What doesn't kill us makes us stronger. So next time you think "could anything else be shittier than this"? Just say to yourself, "lesson". Also, look back on your past, and instead of "asking yourself what would or could you change", ask yourself "why you would not of changed it". It feels so much better, and it relieves dwelling on what has gone wrong in your life!


Betty

Wednesday, February 22, 2012

If It's Not Seen It's Not There

I was diagnosed with Bipolar Disorder I, mixed mania, rapid cycling with periods of psychotic features. I have treatment resistant Bipolar and have consulted with some of the top psychiatrist's in the country. Since December 2008, I've been out on LTD and now receive SSDI and I'm on Medicare. My symptoms had become very severe and difficult to resolve, and now need to take off label medications, which mean I take meds not usually used to treat bipolar or mental illnesses.

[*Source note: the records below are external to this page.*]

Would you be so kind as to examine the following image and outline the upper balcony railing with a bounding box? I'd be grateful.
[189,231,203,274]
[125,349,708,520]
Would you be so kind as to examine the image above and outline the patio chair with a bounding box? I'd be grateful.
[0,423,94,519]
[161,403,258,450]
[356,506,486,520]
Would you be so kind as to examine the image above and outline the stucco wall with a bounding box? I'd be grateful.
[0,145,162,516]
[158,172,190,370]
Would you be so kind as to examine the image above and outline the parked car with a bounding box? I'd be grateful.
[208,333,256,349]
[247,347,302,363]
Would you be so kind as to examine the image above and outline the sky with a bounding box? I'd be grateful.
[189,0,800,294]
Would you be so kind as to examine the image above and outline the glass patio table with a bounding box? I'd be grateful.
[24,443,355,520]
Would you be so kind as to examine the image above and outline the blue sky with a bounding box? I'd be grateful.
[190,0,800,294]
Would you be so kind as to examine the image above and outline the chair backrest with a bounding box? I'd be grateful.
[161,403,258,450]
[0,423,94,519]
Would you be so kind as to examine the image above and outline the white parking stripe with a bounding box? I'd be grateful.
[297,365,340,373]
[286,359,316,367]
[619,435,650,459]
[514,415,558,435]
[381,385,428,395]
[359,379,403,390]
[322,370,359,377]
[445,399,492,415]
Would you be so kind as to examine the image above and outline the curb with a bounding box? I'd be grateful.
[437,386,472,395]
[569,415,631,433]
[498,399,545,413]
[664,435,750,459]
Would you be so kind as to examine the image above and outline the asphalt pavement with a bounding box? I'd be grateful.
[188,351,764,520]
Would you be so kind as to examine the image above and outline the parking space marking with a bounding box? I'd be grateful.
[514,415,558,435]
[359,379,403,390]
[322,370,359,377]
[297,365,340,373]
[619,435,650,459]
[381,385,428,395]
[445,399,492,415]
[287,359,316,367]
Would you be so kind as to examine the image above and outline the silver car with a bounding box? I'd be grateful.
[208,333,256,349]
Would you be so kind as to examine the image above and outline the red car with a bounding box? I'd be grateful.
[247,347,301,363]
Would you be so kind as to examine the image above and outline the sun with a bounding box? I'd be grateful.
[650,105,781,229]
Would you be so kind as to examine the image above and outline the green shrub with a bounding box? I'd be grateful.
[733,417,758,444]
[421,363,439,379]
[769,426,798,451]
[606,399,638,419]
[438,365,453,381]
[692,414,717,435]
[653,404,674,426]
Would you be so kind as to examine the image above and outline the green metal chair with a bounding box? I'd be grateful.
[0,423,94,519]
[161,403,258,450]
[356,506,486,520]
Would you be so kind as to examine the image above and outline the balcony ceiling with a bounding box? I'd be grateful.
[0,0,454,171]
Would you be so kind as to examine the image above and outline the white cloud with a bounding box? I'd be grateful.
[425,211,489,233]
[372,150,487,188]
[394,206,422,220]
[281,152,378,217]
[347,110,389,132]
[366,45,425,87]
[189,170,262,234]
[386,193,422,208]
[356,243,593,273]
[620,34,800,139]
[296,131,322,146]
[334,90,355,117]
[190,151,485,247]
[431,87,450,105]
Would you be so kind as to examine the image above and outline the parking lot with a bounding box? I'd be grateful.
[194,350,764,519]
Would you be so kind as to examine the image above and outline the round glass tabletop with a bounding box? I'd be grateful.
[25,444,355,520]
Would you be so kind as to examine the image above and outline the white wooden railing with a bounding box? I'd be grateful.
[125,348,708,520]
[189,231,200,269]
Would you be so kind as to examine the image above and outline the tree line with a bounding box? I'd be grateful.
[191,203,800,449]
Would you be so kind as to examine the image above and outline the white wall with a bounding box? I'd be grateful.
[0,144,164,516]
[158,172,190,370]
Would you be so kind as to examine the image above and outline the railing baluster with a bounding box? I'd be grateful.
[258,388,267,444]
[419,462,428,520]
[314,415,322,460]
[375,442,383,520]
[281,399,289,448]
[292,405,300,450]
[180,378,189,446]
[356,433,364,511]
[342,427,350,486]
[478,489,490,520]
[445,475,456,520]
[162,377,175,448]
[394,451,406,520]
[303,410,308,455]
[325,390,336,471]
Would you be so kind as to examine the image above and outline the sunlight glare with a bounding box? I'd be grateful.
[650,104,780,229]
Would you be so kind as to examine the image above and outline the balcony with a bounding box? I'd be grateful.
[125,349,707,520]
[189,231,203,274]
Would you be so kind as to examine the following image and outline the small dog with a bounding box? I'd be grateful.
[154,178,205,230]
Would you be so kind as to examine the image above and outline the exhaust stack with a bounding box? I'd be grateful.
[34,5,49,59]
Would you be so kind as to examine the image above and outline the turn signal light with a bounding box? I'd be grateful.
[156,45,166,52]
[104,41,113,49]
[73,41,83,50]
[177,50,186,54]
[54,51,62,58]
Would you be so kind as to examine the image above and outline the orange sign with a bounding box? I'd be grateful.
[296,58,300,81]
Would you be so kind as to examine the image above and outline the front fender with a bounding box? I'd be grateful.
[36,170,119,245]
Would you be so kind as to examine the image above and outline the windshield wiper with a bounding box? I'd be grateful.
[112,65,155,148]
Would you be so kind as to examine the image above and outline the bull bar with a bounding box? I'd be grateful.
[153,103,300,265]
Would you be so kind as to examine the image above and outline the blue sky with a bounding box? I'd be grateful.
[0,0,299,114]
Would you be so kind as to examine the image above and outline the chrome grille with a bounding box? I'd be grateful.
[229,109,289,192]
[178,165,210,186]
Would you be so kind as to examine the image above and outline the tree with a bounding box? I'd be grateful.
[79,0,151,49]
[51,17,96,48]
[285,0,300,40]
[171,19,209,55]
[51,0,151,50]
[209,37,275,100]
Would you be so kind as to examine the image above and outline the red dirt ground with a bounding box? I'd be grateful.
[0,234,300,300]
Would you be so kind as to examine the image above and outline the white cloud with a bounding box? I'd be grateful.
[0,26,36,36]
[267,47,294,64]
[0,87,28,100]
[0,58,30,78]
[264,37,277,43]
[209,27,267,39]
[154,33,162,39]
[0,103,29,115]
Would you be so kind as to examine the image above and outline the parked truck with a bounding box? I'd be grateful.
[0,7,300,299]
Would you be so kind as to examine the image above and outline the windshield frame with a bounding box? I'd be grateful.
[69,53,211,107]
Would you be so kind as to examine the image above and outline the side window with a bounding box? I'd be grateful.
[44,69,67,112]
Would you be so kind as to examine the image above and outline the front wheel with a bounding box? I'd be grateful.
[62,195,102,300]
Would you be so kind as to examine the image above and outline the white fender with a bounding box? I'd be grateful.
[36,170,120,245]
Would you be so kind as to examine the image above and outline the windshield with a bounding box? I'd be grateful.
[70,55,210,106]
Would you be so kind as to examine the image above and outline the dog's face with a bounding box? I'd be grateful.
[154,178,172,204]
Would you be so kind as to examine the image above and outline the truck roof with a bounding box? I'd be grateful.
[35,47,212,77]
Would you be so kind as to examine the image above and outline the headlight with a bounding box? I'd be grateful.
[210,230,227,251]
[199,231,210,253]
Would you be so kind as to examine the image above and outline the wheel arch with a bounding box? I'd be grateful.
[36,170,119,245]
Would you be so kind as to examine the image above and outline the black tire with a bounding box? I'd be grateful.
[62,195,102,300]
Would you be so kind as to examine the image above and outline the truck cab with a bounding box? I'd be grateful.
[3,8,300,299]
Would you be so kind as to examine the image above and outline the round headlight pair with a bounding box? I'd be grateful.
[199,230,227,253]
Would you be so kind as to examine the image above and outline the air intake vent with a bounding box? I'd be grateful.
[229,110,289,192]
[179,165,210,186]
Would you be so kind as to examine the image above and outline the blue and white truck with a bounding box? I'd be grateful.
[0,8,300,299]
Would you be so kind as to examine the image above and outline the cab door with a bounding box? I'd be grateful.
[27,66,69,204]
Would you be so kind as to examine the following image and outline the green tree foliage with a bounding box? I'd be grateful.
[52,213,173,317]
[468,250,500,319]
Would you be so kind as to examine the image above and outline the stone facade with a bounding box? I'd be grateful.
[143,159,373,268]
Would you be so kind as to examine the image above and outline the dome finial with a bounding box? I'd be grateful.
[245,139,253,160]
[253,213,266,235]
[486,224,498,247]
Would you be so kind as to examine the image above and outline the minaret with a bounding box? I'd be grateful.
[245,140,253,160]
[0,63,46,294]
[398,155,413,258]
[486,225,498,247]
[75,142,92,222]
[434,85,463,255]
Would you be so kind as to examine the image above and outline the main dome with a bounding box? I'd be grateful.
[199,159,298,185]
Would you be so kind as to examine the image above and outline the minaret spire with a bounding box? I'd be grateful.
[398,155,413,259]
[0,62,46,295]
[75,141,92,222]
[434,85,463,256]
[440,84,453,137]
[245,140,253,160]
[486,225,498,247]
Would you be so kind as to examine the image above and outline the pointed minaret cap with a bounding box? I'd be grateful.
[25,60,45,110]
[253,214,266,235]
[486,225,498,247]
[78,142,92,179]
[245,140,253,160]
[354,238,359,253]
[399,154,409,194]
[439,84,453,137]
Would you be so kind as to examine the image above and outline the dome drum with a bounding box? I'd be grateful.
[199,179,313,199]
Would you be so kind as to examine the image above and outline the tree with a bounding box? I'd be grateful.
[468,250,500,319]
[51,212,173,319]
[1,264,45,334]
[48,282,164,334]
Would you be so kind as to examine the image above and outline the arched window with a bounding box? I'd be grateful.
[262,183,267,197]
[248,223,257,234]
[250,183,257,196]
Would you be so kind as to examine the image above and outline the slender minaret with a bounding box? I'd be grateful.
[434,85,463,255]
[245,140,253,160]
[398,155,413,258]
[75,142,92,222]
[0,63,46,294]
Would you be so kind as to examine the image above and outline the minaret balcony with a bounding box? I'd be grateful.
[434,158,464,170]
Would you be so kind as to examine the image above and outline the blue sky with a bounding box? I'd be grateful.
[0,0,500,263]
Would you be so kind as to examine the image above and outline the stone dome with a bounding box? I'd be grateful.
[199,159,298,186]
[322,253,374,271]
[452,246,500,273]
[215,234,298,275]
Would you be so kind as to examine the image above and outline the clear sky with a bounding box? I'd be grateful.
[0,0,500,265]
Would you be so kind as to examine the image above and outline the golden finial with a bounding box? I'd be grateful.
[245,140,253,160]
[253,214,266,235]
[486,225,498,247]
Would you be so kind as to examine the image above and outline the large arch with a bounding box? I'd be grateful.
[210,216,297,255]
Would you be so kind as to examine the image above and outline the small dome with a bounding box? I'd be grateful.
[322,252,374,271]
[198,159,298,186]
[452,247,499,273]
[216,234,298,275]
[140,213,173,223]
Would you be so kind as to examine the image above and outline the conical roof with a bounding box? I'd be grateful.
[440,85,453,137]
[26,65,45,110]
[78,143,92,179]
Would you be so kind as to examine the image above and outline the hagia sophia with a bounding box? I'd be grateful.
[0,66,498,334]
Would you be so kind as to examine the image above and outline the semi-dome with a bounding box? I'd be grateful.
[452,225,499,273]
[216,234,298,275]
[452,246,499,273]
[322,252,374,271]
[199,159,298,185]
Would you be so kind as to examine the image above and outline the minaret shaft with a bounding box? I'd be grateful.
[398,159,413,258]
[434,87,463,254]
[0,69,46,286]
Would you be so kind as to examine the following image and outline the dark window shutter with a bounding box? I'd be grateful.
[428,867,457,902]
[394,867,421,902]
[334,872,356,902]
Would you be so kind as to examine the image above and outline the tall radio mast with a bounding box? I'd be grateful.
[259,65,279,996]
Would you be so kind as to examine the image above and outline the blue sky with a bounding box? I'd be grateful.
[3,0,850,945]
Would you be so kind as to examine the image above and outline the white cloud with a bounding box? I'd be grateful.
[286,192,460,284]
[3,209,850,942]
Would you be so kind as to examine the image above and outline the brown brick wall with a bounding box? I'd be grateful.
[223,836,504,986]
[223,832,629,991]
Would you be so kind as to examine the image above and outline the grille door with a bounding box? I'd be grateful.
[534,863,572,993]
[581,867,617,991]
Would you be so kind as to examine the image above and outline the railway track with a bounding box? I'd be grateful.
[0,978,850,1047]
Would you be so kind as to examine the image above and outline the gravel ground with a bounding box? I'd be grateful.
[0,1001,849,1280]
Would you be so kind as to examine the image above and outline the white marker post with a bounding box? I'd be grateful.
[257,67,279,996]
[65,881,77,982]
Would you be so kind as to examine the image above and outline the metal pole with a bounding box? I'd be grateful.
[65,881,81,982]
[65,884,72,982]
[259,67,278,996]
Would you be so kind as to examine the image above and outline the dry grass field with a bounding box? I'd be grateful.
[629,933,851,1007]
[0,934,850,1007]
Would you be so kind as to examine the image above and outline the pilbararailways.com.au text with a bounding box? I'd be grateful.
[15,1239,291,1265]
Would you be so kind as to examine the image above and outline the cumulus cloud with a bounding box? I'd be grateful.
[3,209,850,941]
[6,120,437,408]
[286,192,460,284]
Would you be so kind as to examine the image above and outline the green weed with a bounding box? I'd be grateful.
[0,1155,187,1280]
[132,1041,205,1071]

However, this really is not the point. The point is people are so cruel and mean when it comes to mental illnesses. In addition, that includes medical doctors as well, sometimes even worse than the public. If it is not a visual disability, folks feel it's not there. Why should those folks with mental illnesses live in fear of judgment, secrets and fear of discovery?

For years I was treated by friends and family, as bipolar Betty (my name has been changed for privacy), and not Betty with bipolar. I'm lucky in one aspect of my life, and that is the fact that I married a wonderful man with Bipolar II. However, there are some aspects of my illness that he does not even understand. However, thankfully I do have someone to discuss how I'm feeling with.

There are some folks who have mental illnesses that have NOBODY to discuss their issues with. I have tons of friends but it always boils down to them having a hard time relating to symptoms that they have never had. Ironically, sometimes the best place to be is locked up in a psych ward, because at least you’re with folks who get it!!!

I cannot tell you how many medical doctors I've come across that automatically think that because I have a mental illness, my medical issue is related to that. I once went to an endocrinologist for hormonal issues I was having. I told him I was having night sweats and hot flashes. He had the balls to tell me, nothing was wrong physically, but the reason I was having hot flashes was that I was having such severe anxiety that I was holding my breath, thus causing hot flashes, and that it all was mental. One more second in that ASSHOLES office, I would have thrown him out of his 10th story window. I have since learned NEVER to include my psych medications when filling out forms when you go to new doctors. If there is a chance though of complications with prescribed medications I will tell them, but I've found out that this usually isn't necessary.

I've decided to start blogging to help myself have an outlet of releasing my feelings and thoughts, and to also help others feel that there are folks out there who GET IT...... So please continue to read, this is my first blog so hopefully I'll get better with my words over time!